Our DIYABC analysis showed that scenarios of the northwestern origin of the D. melanogaster in China have the highest posterior probabilities. Although DIYABC analysis has proven to be a powerful approach in exploring the genetic relationship among the sampled or unsampled populations by comparing potential competing scenarios (Bertorelle et al., 2010), it should be acknowledged that limited coverage of sampling and a lack of potential source populations may bias the results. We found that the posterior probability for the best-fit scenario in each dataset was very low in our study. This is our best estimate, but it provides weak support. Thus, our results cannot be used to reach a robust conclusion, especially in the absence of additional samples from the northwest and outside of China. Additional populations should be further sampled in an ensuing study to validate the dispersal history of D. melanogaster into and within China.
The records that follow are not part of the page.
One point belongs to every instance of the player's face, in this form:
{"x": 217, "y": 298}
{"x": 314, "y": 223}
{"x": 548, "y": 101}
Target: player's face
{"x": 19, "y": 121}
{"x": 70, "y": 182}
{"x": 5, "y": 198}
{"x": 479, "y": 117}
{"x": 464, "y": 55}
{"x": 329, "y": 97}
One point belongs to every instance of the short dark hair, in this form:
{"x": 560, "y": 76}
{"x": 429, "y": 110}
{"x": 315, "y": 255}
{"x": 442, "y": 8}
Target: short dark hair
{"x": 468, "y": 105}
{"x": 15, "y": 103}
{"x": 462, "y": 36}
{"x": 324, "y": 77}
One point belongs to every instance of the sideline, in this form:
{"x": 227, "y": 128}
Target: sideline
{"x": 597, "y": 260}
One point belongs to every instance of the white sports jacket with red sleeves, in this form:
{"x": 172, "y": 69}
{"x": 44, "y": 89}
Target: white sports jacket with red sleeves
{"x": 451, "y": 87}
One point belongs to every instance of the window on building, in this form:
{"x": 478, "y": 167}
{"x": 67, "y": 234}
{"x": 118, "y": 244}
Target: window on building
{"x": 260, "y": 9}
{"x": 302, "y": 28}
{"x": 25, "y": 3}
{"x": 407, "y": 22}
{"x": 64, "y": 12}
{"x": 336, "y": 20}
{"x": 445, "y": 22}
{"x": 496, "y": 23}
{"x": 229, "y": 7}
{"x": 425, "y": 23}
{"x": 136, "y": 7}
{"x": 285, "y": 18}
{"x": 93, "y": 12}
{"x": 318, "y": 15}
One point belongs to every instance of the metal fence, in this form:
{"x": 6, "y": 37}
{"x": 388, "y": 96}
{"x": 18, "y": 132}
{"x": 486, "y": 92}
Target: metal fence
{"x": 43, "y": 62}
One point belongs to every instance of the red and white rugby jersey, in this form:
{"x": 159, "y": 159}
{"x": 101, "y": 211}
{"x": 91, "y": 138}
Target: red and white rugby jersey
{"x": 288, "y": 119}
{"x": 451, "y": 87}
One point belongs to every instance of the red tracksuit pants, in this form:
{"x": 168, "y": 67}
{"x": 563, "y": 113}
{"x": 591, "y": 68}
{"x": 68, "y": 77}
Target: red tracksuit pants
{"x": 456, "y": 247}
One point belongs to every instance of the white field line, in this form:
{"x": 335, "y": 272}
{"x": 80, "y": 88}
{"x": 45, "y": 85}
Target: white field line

Ecological adaptation of D. melanogaster in China

Despite low FSTs (Table 4), we did find a potential longitudinal pattern accompanied by admixture (blue cluster when K = 5, yellow cluster when K = 6 in Fig. 3a; Fig. 4b), and RDA analysis suggests that precipitation may have had an impact on patterns of genetic variation in Chinese populations of D. melanogaster (Fig. 5). Consistent with the RDA results, the XJKL and LNHL populations, which came from the driest and wettest regions among our sampling locations, had the highest levels of differentiation from other populations, as revealed by the DAPC and FST analyses. Adult D. melanogaster is sensitive to ambient humidity, and precipitation is usually regarded as one of the most important ecological factors limiting the distribution ranges of this species in nature (Gibbs et al., 1997; Hoffmann & Parsons, 1993). Laboratory selection in D. melanogaster can lead to rapid adaptation to desiccation stress (Telonis-Scott et al., 2016). Previously published work has shown genetically determined clinal variation in D. melanogaster along precipitation gradients (Hoffmann et al., 2001; Karan & Parkash, 1998; Parkash & Munjal, 2000). Our results may, therefore, partly reflect strong selection and adaptation in natural populations of D. melanogaster assuming some linkage between the microsatellite markers and traits under selection, which would be enhanced for microsatellite markers located within D. melanogaster inversion polymorphisms that respond rapidly to clinal selection (Kennington et al., 2006). Furthermore, an association between environmental factors and genetic structure over and above geographical distance could reflect patterns of genetic exchange driven by environmental conditions, which in themselves might reflect trade, given that regions with similar climates should support similar types of fruit production. Given the overall rapid decay of LD in parts of the D. melanogaster genome, these patterns need to be further investigated with high-density markers such as SNPs. Sampling will need to be robust because FST values were low and because the factors we considered here only accounted for around 9% of the genetic variance among populations.

Conclusion

In this study, we considered the population genetic structure of D. melanogaster across China. We found low levels of genetic differentiation, high levels of admixture, and isolation by geographical and environmental factors in this species. China covers a range of climatic conditions within a complex topography where there has been a long history of human colonization. This context provides an opportunity for further research with D. melanogaster populations, such as in linking putative adaptive polymorphisms to climatic selection (Hoffmann et al., 2003) and in understanding the role of inversions in local adaptation by testing for parallel patterns across different continents (Kapun et al., 2018).